Zuerst muss die Bitmap natürlich geladen werden. Dazu stellt WINDOWS die API-Funktion LoadImage(...) zur Verfügung. Die MFC enthält leider keine äquivalente CDC-Methode. Da LoadImage(...) nicht nur zum Laden von Bitmaps verwendet werden kann, müssen beim Laden einer Bitmap mehrere Parameter entsprechend gesetzt sein. Der erste Parameter ist das Instanzen-Handle des Moduls, in dem die Bitmap abgelegt ist. Wollen Sie die Bitmap aus einer Datei laden, so geben Sie hier den Wert '0' an. Mit Hilfe dieses Parameter wäre es aber auch möglich, Bitmaps aus DLLs zu laden. Danach folgt der Name der zu ladenden Bitmap. Den nächsten Parameter für den zu ladenden Image-Type müssen Sie auf den den Wert IMAGE_BITMAP setzen. Die dann folgenden Parameter für die Bestimmung der Auflösung sind mit 0 anzugeben. Der letzte Parameter der Funktion bestimmt dann noch, wie das Image zu laden ist. Für das Laden einer Bitmap aus einer Datei ist hier die Konstanten LR_LOADFROMFILE anzugeben. Wollen Sie die Bitmap schwarz/weiß darstellen, können Sie zusätzlich noch die Konstante LR_MONOCHROME mit angeben. Die weiteren Konstanten entnehmen Sie bitte wieder der Online-Hilfe. Als Returnwert liefert die Funktion ein allgemeines Handle. Sie müssen diese Handle in der Regel auf den gewünschten Typ konvertierten; in unserem Fall auf den Typ HBITMAP.

Wird die geladene Bitmap nicht mehr benötigt, so sollte sie mit der API-Funktion DeleteObject(...) aus dem Speicher entfernt werden. Als Parameter geben Sie der Funktion das von LoadImage(...) erhaltene Handle mit.

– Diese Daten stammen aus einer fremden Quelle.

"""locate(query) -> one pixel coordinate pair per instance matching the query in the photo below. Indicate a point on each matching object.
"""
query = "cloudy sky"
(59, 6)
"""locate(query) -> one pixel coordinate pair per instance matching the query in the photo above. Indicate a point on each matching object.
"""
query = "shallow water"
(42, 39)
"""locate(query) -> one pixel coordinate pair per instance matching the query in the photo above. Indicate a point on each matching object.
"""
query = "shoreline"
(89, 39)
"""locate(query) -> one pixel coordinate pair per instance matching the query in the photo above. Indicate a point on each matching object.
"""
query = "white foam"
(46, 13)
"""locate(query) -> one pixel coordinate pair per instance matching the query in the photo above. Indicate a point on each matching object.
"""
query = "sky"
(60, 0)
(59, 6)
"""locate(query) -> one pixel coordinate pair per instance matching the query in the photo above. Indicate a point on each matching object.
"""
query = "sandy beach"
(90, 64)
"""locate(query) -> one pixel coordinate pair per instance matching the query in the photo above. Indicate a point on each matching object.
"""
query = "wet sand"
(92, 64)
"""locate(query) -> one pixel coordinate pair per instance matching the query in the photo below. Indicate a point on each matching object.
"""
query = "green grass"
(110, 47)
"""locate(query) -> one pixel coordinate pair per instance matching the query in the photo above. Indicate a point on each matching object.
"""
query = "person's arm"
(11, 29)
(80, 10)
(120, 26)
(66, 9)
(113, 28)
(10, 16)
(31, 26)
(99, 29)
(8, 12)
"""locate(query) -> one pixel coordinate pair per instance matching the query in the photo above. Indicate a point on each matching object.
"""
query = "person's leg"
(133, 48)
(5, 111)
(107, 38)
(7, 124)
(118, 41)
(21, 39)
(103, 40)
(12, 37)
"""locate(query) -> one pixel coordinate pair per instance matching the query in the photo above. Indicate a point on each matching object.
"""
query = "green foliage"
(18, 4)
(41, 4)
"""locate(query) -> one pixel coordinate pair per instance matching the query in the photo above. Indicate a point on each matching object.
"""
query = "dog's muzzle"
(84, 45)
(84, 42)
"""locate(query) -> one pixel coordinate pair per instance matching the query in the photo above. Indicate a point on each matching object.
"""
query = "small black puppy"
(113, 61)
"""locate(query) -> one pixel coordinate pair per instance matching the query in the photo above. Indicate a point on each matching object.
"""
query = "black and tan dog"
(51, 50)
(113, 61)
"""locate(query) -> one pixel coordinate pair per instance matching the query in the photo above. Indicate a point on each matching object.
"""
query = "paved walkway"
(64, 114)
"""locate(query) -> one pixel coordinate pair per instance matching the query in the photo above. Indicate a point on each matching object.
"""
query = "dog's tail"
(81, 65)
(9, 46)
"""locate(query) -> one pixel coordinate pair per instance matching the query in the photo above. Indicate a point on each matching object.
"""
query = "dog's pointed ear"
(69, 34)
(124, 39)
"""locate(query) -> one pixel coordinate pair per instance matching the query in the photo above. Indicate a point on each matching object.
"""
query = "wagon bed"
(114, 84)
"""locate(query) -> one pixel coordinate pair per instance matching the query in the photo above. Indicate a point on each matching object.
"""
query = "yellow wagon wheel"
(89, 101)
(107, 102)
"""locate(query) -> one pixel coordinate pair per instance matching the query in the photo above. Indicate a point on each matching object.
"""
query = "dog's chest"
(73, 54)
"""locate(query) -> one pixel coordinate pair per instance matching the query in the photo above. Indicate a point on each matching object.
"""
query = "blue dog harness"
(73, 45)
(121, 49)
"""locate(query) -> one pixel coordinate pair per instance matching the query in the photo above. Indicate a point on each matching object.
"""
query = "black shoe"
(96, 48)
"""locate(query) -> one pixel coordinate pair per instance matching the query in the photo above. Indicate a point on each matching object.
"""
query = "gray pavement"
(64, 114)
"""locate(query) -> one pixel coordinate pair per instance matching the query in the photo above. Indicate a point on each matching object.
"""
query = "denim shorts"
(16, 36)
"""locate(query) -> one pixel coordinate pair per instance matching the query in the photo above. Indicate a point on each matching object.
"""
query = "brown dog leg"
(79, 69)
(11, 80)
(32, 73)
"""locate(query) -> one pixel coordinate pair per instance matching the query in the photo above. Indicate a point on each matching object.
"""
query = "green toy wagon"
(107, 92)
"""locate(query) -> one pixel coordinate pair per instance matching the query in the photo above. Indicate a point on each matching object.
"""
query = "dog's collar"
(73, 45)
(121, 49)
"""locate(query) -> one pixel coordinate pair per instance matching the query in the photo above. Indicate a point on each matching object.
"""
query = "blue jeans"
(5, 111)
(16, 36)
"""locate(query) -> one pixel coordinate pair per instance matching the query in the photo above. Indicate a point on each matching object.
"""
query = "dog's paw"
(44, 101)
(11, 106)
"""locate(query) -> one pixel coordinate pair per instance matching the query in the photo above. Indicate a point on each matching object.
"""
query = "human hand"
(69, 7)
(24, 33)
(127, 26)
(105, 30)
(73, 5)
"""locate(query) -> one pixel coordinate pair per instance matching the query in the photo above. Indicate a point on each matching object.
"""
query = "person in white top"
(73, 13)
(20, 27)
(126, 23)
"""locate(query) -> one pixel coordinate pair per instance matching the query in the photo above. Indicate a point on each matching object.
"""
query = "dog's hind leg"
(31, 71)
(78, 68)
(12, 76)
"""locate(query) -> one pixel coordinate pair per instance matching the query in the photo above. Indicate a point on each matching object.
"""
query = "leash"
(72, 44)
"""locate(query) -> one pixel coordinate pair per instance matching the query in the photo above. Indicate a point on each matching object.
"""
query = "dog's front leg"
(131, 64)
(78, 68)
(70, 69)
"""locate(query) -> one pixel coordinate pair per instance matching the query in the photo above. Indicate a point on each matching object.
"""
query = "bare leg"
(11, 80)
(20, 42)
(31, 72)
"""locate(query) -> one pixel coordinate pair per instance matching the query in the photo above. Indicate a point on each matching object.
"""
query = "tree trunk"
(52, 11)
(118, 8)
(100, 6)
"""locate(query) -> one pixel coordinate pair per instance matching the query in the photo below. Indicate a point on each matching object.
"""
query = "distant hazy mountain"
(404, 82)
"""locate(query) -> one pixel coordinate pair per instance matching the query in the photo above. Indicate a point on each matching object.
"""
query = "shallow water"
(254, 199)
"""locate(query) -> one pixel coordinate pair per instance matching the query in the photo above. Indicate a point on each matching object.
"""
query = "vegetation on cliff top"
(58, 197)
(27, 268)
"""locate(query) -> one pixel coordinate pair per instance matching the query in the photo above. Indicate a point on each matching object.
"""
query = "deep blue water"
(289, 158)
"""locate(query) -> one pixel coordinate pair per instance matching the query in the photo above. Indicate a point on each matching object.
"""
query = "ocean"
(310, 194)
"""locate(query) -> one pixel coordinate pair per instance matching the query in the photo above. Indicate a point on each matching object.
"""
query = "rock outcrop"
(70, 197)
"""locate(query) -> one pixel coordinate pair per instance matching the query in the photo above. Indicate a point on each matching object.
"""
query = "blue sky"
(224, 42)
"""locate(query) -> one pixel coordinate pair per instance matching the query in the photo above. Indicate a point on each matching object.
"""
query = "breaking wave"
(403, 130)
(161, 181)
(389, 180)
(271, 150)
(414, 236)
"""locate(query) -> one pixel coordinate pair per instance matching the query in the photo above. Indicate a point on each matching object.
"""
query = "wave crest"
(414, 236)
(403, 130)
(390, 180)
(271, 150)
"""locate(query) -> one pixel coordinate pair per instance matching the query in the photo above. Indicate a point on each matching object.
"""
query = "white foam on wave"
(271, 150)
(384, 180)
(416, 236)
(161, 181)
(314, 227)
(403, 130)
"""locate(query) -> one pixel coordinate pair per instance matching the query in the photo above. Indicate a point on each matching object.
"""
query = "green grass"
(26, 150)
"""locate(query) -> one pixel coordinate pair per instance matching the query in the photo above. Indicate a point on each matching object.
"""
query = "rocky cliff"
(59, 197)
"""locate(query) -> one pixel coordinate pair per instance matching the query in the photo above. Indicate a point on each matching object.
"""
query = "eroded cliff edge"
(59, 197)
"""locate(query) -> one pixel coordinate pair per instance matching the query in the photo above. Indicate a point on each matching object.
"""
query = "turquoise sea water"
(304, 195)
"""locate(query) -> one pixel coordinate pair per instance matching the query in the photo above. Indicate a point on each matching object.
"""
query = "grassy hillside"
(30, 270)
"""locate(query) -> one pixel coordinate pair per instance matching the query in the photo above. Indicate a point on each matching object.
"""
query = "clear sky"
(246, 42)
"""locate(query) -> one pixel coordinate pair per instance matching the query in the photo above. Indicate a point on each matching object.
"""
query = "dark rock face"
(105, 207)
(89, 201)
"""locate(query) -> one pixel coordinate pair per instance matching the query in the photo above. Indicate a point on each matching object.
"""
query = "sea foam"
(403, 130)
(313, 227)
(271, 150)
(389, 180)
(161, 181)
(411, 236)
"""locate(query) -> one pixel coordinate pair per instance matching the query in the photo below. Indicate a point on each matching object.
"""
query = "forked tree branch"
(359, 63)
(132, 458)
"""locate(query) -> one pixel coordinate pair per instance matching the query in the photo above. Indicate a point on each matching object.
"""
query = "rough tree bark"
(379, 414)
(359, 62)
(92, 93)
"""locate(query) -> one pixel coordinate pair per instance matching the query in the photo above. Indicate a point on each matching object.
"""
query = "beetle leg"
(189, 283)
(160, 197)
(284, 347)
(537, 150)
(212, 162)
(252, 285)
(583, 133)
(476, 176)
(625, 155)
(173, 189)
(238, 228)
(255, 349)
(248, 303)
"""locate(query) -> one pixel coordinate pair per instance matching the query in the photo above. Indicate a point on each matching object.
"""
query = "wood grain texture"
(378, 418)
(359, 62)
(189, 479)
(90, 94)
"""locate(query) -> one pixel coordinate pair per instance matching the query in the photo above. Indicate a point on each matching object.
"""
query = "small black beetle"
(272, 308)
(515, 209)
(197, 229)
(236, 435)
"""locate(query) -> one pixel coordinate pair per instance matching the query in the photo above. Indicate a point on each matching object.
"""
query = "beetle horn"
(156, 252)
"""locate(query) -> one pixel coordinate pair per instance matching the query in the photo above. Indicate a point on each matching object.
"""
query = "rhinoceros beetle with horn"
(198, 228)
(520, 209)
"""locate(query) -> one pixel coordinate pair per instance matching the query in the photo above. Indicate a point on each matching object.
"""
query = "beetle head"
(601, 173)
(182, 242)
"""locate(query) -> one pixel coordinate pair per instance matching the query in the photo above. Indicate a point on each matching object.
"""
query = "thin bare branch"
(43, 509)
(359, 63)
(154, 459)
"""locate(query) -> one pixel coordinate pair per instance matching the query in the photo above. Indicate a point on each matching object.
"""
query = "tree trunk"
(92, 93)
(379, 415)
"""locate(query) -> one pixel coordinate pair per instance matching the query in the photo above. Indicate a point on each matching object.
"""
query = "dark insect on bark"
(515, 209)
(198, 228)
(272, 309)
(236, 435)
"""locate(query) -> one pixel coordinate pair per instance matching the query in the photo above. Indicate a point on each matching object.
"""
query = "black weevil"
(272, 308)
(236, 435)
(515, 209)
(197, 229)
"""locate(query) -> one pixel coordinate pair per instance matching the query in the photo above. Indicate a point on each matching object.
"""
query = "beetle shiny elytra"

Beginn wir die Übung zu diesem Kapitel damit, eine beliebige Bitmap zu laden. Erstellen Sie sich dazu zunächst eine Standard SDI-Anwendung. Geben Sie dem Projekt den Namen DispBmp. Damit Sie später im Datei-Öffnen Dialog auch nur BMP-Dateien angezeigt bekommen, klicken Sie bitte im Schritt 4 des Anwendungs-Assistenten den Button Weitere Optionen... an. Geben Sie dann, wie im Bild unten dargestellt, im Feld Dateierweiterung die Extension bmp ein. Die restlichen Schritte führen Sie wie gewohnt durch.

Dateierweiterung auf BMP umstellen

Nach dem der Anwendungsrahmen erstellt ist, fügen Sie der Klasse CDispBmpDoc eine privat Membervariable m_hBitmap vom Typ HBITMAP hinzu. Initialisieren Sie die Membervariable im Konstruktor der Klasse mit dem Wert NULL.

Nun kann die Bitmap geladen werden. Versuchen Sie es einmal selbst. Sie wissen doch hoffentlich noch, in welcher Methode Sie die Bitmap laden müssen? Die Methode Serialize(...) des Dokuments erhält eine Referenz auf das mit der zu ladenden Datei verknüpfte CArchive-Objekt.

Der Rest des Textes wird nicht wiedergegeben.